After several years – and a Notice of Proposed Rulemaking (NPRM) that received more than 13,000 comments – the National Labor Relations Board (NLRB) issued its final rule on the Standard for Determining Joint Employer Status under the National Labor Relations Act (NLRA).
Pursuant to the new rule, an entity may be considered a joint employer of a group of employees if each entity has an employment relationship with the employees and they share or codetermine one or more of the employees’ essential terms and conditions of employment.
Essential terms and conditions of employment are defined exclusively as: (1) wages, benefits and other compensation; (2) hours of work and scheduling; (3) the assignment of duties to be performed; (4) the supervision of the performance of duties; (5) work rules and directions governing the manner, means and methods of the performance of duties and the grounds for discipline; (6) the tenure of employment, including hiring and discharge; and (7) working conditions related to the safety and health of employees.

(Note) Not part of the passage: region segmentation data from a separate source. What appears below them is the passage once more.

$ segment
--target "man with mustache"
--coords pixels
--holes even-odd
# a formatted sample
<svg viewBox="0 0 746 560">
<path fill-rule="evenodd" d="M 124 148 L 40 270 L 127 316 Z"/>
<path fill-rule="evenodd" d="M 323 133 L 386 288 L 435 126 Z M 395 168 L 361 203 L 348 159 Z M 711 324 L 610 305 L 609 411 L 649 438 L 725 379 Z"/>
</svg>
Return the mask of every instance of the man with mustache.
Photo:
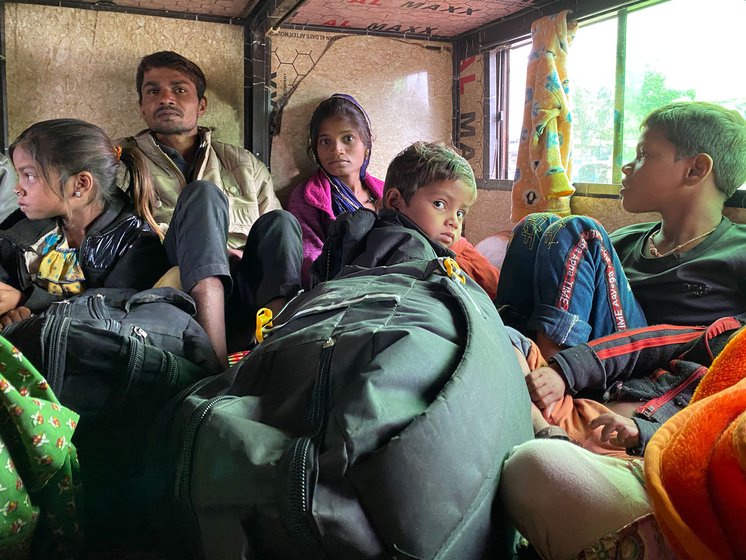
<svg viewBox="0 0 746 560">
<path fill-rule="evenodd" d="M 205 89 L 202 70 L 180 54 L 143 57 L 137 94 L 148 128 L 120 144 L 139 146 L 148 160 L 156 191 L 153 214 L 166 231 L 169 260 L 178 265 L 182 289 L 197 305 L 197 320 L 225 361 L 226 309 L 245 310 L 240 319 L 253 323 L 246 317 L 250 310 L 238 302 L 246 295 L 246 279 L 236 278 L 262 270 L 261 248 L 247 251 L 251 263 L 243 258 L 249 230 L 280 203 L 262 162 L 243 148 L 213 140 L 209 129 L 198 126 L 207 108 Z"/>
</svg>

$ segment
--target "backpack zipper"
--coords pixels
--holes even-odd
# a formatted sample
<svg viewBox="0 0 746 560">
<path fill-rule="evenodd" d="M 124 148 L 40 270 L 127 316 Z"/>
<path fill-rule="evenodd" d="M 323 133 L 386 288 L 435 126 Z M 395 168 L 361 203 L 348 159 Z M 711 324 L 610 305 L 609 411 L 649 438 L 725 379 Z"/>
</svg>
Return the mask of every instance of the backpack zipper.
<svg viewBox="0 0 746 560">
<path fill-rule="evenodd" d="M 136 339 L 134 336 L 127 337 L 130 347 L 130 356 L 127 362 L 127 386 L 124 388 L 120 398 L 124 397 L 129 393 L 130 387 L 140 377 L 143 363 L 145 362 L 145 346 Z"/>
<path fill-rule="evenodd" d="M 179 485 L 177 488 L 177 497 L 181 499 L 181 502 L 189 505 L 189 511 L 196 523 L 196 516 L 192 509 L 191 495 L 191 474 L 192 474 L 192 450 L 194 449 L 194 441 L 197 438 L 197 433 L 202 425 L 202 421 L 207 417 L 212 408 L 225 400 L 238 398 L 235 395 L 223 395 L 220 397 L 213 397 L 205 402 L 201 403 L 197 408 L 194 409 L 189 421 L 187 422 L 186 429 L 184 430 L 184 443 L 181 446 L 181 476 L 179 477 Z"/>
<path fill-rule="evenodd" d="M 283 512 L 283 523 L 304 552 L 312 553 L 316 558 L 323 558 L 324 552 L 308 521 L 311 494 L 306 482 L 306 466 L 313 449 L 313 441 L 308 437 L 297 438 L 291 445 L 287 489 L 289 507 Z"/>
<path fill-rule="evenodd" d="M 329 371 L 332 364 L 332 353 L 336 344 L 334 337 L 326 339 L 321 347 L 319 367 L 316 371 L 316 383 L 311 394 L 311 408 L 308 423 L 311 434 L 297 438 L 290 450 L 288 507 L 281 513 L 288 533 L 303 550 L 311 549 L 316 557 L 323 557 L 321 543 L 313 531 L 308 519 L 311 508 L 311 489 L 306 480 L 307 467 L 312 459 L 311 451 L 317 453 L 318 446 L 314 440 L 319 440 L 326 426 L 326 410 L 329 403 Z"/>
<path fill-rule="evenodd" d="M 41 353 L 47 360 L 46 378 L 55 395 L 62 391 L 62 376 L 65 373 L 67 336 L 70 329 L 69 317 L 53 317 L 46 321 L 41 330 Z M 49 341 L 46 343 L 45 341 Z"/>
</svg>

“The joint employer standard is only implicated if an entity employs the workers at issue and has authority to control at least one of these terms or conditions,” the NLRB explained. “Authority over other matters is not sufficient.”
According to the agency, the final rule “more faithfully grounds the joint employer standard in established common law agency principles. In particular, the [final] rule considers the alleged joint employers’ authority to control essential terms and conditions of employment, whether or not such control is exercised and without regard to whether any such exercise of control is direct or indirect. The common law clearly recognized that reserved control and indirect control are relevant to the analysis.”
Including reserved control is important, the NLRB said, because it accounts for situations where an alleged joint employer maintains authority to control essential terms and conditions of employment but has not yet exercised such control.
“The reality is that an entity holding such control may step in at any moment to affect essential terms,” the agency said. “Indeed, even when the entity remains on the sidelines, it may cast a shadow over the other employer’s decision making with respect to such terms.”
For several years, the Board’s standard for joint employers has been in flux.
After many decades of following a single standard in evaluating the scope of joint employer liability, the NLRB adopted a controversial new standard in the 2015 decision Browning-Ferris Industries of California, Inc.
The situation became more complicated when, in Hy-Brand Industrial Contractors, Ltd. & Brandt Construction Co., an administrative law judge applied Browning-Ferris to find that two entities were joint employers. When the employers appealed to the NLRB, the Board – with new members courtesy of the change from a Democratic to a Republican administration – took the opportunity to throw out Browning-Ferris and establish a new test.
In 2018, the NLRB decided formal rulemaking would be the best path forward and published an NPRM to establish a new joint employer standard.
Pursuant to the proposal, an employer could be found to be a joint employer only if it possessed and exercised substantial, direct and immediate control over the essential terms and conditions of employment and had done so in a manner that was not “limited and routine.”
Indirect influence and contractual reservations of authority would no longer be sufficient to establish a joint employer relationship, the NLRB said. Almost 29,000 comments were submitted in response to that NPRM before another change in administration and the launch of a new proposal in September 2022, now finalized.
The final rule “significantly resembles” the Browning-Ferris decision, the NLRB said, but it also provides “extensive guidance to parties regarding their rights and responsibilities when more than one statutory employer employs particular workers and controls (or has authority to control) one or more of their essential terms and conditions of employment.”
To read the final rule, click here.
Why it matters
Employers should study up on the final rule, which takes effect on December 26, 2023. The new standard will only be applied to cases filed after that date.